Christianity and the Problem of Human ViolenceChristianity and the Problem of Human Violence: Part 13: Abraham and Isaac
from Guide to Kingdom Living

True Christian living requires us to live according to Kingdom standards which bring Heaven to earth.

Christianity and the Problem of Human Violence: Part 13: Abraham and Isaac

By Stephen R. Kaufman, M.D.

Many people are troubled by the story in which God tests Abraham by commanding Abraham to sacrifice his son Isaac. Does God really approve of human sacrifice?

A Girardian way to interpret this story is to suggest that the voice Abraham believed was from God came, rather, from Abraham’s own culture. Since primal cultures typically engaged in human sacrifice, often the first-born son, it was natural that Abraham would believe that such a painful sacrifice was expected of him. Since the beginning of time, people have been attributing the “need” for sacrifice to man-made false gods. In order for sacred violence to maintain social order, people must believe that the god(s) demand sacrifice, but, as discussed last week, attributing human desires to the god(s) is idolatry. However, Abraham was as much a product of his culture as anyone else, and it was tempting for him to believe that the idolatrous demand for his son’s blood came from the true God.

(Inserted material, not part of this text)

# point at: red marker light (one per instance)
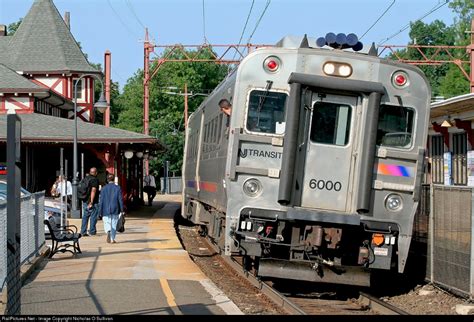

If Abraham were commanded by God to kill his son, the God of Abraham would differ in name only from other man-made ancient deities to which people made human sacrifices. Instead, this story has a dramatic twist. Radically, God commanded Abraham to not kill Isaac. This, I suggest, is the God we meet in the New Testament, a God who “desires mercy and not sacrifice” (Mt 9:13, 12:7). Interestingly, Abraham then saw a ram caught in a thicket by his horns. Abraham believed that God wanted him to sacrifice the ram as a substitute for Isaac, but the text does not mention that God desired sacrificing the animal.

I don’t think this story illustrates that God wants animal sacrifice. However, the ancient Hebrews could not envision a God who had no interest in sacrifices, since, worldwide, the purpose of religion was to perform sacred ritual sacrifices. Slowly, the Hebrews would question the role of sacrifice in God’s plan, and eventually it would require Jesus’ remarkable ministry to demonstrate God’s desire.